Many of Merrill Lynch's derivatives experts learned their trade at Bankers Trust under Alan Wheat, who has now moved to Credit Suisse First Boston, which also does business with hedge funds. Bankers Trust's role as a big lender to the hedgers has heavily dented its stock price.

Meanwhile, UBS, which was both an equity investor and a lender to LTCM, owed its involvement in the first instance to Ron Tannenbaum, a former colleague of John Meriwether at Salomon Brothers. This was the deal that led to the resignation of Mathis Cabiallavetta as UBS's chairman.

Most of the big hedge fund managers know each other, talk to each other and share the same lawyer. The Hong Kong authorities are convinced that four or five of them colluded in a recent attempt to smash the Hong Kong currency peg.

This is not the first allegation of collusion. The US Department of Justice and the Securities and Exchange Commission accused Steinhardt Management and Caxton Corporation of involvement in the same market rigging scandal that forced John Meriwether out of Salomon. The two hedge funds paid $70m in fines without admitting wrongdoing.

In the close-knit global financial community herding comes naturally. As one Wall Streeter puts it, "there is hardly a hedge fund this week that is not short of the Australian dollar - collusion isn't necessary". A commodity producer facing an election is a sitting duck for the hedge funds.

They even have a uniquely paradoxical private language. Their "market neutral" positions, for example, refer to trading strategies that can bankrupt them. "Long term" capital means a slender wedge of short term capital leveraged to an unlimited degree. And, of course, there is that brilliantly propagandist misnomer: "hedge" fund.

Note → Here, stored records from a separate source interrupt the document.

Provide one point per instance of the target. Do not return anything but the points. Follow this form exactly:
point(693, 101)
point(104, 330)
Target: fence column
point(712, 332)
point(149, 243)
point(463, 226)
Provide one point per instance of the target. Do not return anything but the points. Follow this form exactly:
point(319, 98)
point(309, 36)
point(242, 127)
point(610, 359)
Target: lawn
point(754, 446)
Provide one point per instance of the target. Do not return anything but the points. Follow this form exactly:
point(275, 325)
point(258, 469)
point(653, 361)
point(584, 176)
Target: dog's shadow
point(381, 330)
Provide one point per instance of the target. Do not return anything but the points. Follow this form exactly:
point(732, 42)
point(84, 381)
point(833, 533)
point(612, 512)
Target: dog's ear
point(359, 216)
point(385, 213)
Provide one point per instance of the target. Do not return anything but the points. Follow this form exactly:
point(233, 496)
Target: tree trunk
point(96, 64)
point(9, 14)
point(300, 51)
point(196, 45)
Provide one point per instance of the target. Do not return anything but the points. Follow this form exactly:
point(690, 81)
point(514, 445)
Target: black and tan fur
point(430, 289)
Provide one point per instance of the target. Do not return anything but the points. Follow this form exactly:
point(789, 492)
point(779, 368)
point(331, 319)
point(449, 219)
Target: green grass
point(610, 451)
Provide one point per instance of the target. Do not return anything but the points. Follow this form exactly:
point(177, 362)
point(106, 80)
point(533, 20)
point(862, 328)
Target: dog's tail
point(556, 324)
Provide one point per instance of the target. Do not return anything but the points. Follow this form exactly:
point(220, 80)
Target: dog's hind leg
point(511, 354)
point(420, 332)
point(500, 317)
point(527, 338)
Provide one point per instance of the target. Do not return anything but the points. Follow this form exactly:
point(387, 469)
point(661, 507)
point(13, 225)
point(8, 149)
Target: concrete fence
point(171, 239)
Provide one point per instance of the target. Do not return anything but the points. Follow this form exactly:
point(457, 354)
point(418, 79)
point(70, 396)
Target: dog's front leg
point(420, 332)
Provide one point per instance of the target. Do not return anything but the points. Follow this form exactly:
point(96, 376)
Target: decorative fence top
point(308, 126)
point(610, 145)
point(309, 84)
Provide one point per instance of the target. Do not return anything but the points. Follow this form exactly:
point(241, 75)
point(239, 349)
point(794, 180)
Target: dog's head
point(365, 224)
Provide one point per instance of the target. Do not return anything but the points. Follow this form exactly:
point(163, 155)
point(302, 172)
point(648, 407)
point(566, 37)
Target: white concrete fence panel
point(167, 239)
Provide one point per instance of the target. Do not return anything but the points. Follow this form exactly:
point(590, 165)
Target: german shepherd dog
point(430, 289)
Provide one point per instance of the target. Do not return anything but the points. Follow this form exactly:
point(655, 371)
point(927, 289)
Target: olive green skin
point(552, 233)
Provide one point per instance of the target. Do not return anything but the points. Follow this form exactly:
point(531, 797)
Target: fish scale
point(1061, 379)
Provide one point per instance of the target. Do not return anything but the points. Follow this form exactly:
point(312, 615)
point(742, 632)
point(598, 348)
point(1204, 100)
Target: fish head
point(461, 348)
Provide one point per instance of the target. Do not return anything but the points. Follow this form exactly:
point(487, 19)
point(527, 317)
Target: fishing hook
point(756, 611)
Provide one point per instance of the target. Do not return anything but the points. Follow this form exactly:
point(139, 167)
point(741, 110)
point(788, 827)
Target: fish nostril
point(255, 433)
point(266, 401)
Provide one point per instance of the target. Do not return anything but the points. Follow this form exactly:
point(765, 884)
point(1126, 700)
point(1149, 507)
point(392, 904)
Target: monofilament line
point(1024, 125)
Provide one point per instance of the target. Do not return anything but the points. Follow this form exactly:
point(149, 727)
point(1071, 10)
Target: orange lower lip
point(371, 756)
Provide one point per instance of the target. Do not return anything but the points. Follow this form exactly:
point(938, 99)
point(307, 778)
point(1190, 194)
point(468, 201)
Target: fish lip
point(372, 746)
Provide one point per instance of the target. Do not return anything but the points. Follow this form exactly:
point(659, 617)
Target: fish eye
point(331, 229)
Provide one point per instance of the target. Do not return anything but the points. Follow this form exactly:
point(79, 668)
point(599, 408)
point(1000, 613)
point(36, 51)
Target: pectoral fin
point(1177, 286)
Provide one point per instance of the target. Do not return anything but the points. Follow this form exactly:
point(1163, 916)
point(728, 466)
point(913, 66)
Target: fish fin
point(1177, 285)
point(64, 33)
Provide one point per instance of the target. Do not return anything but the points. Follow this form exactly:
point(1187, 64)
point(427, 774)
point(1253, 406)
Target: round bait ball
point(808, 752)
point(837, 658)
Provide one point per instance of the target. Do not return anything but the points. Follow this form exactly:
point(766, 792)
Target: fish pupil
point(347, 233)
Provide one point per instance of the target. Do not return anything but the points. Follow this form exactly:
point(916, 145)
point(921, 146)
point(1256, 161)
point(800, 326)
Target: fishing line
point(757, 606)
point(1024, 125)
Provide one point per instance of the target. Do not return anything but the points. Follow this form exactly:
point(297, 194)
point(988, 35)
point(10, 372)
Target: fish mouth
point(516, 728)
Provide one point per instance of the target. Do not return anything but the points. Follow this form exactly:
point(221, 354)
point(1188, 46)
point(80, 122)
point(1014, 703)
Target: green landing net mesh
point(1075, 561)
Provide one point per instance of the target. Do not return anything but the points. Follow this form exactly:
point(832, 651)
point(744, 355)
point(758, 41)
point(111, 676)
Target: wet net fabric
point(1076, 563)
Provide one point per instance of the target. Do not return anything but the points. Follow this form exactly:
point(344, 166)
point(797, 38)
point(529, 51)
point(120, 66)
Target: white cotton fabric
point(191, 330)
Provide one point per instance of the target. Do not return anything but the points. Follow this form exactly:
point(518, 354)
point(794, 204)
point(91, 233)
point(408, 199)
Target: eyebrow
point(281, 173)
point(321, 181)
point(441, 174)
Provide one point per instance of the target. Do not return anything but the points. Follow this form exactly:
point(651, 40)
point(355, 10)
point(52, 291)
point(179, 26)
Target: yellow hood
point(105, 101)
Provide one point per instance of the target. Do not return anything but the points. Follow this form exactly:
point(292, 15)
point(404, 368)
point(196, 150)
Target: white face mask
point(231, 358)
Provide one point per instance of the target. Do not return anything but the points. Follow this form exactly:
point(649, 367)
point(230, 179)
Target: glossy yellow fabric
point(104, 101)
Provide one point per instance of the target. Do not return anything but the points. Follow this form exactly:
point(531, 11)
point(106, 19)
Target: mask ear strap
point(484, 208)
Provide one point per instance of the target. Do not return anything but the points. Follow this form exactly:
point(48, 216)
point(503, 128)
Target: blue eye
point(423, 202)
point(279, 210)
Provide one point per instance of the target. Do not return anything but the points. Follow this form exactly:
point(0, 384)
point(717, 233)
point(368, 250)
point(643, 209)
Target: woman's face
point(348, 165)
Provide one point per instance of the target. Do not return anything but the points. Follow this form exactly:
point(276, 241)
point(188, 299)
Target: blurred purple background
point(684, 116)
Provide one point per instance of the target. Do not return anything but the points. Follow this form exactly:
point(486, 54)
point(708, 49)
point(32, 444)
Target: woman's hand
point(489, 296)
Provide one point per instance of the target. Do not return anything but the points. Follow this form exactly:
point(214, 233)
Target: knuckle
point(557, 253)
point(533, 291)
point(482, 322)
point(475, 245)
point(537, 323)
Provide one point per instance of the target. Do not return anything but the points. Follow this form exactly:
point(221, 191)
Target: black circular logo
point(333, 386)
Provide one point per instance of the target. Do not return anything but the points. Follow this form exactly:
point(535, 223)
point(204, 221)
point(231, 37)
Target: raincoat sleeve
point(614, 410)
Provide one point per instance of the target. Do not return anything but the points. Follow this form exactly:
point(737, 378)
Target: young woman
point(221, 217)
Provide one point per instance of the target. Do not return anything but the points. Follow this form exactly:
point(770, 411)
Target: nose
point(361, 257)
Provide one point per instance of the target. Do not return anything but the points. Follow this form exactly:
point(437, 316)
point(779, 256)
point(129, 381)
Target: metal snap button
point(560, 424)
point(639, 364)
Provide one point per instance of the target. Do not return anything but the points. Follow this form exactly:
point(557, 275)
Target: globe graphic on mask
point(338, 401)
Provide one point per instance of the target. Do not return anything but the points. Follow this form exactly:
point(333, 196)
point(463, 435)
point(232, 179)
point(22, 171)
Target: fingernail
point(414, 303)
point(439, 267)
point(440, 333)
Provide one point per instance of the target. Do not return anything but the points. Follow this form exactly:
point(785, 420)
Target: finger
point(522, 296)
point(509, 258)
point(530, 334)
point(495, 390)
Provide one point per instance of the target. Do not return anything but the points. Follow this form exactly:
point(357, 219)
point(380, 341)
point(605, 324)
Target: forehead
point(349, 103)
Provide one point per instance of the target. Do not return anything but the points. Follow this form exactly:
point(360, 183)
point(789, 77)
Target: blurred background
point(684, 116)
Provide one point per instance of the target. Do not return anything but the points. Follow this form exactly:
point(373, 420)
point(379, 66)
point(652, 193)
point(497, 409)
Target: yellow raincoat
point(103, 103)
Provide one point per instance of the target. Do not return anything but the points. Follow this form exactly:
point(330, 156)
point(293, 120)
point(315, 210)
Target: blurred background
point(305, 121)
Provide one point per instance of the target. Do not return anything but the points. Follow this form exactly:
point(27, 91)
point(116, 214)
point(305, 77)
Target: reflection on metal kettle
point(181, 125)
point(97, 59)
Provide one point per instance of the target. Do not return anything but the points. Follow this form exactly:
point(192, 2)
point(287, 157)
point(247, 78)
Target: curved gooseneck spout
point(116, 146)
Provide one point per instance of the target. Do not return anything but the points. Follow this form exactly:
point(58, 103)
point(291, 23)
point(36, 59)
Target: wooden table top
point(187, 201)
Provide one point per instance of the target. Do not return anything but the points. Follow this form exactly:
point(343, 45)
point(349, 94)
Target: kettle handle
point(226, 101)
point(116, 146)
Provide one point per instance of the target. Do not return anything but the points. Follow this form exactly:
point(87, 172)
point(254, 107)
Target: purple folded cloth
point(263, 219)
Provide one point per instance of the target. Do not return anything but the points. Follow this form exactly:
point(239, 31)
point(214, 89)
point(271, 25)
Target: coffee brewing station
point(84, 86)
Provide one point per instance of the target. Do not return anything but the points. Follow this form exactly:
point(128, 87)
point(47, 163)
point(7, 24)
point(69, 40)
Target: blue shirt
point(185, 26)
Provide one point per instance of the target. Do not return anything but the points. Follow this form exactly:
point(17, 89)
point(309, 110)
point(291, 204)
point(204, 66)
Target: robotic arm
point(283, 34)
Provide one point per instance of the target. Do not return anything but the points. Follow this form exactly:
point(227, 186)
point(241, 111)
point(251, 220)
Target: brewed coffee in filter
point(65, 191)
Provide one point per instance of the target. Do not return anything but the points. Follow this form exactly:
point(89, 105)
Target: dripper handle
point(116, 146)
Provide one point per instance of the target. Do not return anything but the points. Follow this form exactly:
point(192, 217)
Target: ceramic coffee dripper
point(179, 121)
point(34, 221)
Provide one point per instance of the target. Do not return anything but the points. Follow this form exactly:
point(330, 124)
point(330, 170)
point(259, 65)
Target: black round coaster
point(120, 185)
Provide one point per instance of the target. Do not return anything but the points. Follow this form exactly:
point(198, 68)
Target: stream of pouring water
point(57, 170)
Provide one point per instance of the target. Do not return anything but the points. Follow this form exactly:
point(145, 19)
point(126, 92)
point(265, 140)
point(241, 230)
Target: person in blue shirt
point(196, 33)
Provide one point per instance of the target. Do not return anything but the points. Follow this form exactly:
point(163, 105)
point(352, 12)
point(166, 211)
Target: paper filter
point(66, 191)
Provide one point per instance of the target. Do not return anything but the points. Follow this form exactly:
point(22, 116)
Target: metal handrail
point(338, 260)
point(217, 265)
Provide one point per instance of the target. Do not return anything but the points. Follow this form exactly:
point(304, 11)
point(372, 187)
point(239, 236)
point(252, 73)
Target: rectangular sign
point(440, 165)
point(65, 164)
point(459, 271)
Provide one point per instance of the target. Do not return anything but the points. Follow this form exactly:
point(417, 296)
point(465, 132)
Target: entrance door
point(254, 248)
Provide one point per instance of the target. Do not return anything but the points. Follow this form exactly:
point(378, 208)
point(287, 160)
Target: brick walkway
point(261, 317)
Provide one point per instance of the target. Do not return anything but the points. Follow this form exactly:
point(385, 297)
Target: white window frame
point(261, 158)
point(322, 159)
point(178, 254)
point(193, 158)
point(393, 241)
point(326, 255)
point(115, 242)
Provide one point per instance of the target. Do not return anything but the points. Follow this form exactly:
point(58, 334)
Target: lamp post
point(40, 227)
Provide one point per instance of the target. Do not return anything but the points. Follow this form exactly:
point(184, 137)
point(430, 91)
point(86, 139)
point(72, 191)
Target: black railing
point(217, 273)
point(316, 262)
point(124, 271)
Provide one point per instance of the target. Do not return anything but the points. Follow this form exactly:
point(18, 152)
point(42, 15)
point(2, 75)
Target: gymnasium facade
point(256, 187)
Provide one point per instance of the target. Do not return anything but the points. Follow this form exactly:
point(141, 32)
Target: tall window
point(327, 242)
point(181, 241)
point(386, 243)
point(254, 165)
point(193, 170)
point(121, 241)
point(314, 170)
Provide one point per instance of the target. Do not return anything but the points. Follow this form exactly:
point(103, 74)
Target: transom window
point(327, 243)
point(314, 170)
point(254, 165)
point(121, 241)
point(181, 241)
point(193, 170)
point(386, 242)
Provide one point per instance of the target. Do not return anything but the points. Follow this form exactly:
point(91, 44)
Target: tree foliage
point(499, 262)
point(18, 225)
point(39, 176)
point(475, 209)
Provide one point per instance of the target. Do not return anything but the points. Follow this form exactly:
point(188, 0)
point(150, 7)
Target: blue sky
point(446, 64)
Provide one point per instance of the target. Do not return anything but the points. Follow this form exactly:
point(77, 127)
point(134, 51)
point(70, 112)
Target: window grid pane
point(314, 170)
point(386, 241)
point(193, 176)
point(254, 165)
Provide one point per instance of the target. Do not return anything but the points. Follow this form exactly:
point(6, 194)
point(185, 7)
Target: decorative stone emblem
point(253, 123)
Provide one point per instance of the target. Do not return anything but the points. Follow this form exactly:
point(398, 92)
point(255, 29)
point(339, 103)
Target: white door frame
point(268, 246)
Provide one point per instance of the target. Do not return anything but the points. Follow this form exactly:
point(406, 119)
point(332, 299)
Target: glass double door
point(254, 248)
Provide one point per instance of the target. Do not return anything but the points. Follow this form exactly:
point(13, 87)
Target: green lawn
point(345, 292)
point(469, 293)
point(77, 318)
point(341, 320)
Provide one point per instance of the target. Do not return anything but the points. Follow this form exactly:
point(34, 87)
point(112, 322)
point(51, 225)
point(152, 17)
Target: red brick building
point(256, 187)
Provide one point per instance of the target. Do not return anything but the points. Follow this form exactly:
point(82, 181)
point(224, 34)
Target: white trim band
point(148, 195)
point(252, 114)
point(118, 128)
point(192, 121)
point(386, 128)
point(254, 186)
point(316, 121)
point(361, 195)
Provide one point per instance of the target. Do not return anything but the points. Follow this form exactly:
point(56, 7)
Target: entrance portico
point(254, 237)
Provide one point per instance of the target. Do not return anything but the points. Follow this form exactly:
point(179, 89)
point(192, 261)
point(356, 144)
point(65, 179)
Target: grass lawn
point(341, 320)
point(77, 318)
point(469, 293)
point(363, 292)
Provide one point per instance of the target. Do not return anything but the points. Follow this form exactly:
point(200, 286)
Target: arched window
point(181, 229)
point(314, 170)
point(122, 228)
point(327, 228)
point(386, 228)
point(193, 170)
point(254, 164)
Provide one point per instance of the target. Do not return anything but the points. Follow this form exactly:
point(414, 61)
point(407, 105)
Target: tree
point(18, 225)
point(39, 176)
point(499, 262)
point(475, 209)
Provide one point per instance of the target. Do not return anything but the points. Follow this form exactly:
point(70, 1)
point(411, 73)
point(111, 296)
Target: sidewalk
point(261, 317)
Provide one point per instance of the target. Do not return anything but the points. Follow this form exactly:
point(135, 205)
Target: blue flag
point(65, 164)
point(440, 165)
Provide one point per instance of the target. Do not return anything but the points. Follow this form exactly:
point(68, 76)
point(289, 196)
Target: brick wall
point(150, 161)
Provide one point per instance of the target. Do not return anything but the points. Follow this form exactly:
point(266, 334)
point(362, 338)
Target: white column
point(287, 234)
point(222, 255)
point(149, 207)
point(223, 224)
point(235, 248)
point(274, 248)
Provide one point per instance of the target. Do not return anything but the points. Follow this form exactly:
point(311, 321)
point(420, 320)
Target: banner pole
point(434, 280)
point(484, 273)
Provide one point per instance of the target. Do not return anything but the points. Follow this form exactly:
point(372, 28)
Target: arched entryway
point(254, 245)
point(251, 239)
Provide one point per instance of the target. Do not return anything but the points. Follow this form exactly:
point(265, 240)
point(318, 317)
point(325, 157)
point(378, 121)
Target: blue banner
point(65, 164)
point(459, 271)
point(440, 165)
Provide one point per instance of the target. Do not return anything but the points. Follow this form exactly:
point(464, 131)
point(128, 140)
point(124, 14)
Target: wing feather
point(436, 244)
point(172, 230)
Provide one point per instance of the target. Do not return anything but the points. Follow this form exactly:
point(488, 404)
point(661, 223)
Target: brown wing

By way of assistance the investment bankers act as free publicists for them. A prime example was the report earlier this year from Goldman Sachs which asserted that hedge funds were safer than other forms of collective investment - a cheery prognosis that now commands as much respect as Goldman's perennially bullish stock market forecasts.

The propaganda also emphasises differences between hedge funds. Yet they are notably similar in offering minimal disclosure to investors and regulators. Most are leveraged; and when they outperform, the high return often owes more to leverage than investment judgement. Despite claims to the contrary, many usually turn out to have taken wildly risky punts when markets move against them.

The hedge funds do incorporate some genuinely novel features: the phenomenon of the ineffectual Nobel laureate on the board is unprecedented in high finance. Yet the academics who lent lustre to the LTCM board were merely a modern incarnation of the aristocrats who until recently lent a veneer of respectability to shaky British boards. Brilliance in mathematical modelling is no better qualification for the board, it seems, than brain-dead lineage.

As for the banks, they have been behaving no differently with the hedge funds than in other speculative ventures. The collapse of the Reichmann brothers' property empire provides a parallel. The Reichmanns were able to raise money from the banks for specific projects without ever showing a group balance sheet. It is the old story of lending on collateral without understanding the underlying business.

If there is something genuinely unusual in the present crisis, it is that the doyen of the hedge fund managers, George Soros himself, is arguing for draconian re-regulation. In effect, his message is: "Stop me before I kill again." As one seasoned analyst remarks, while Mr Soros worries upstairs about the world, his manager Stanley Druckenmiller asks all comers below, "what should I be shorting today?" Do the policymakers in Washington have the will to rise to Mr Soros's challenge?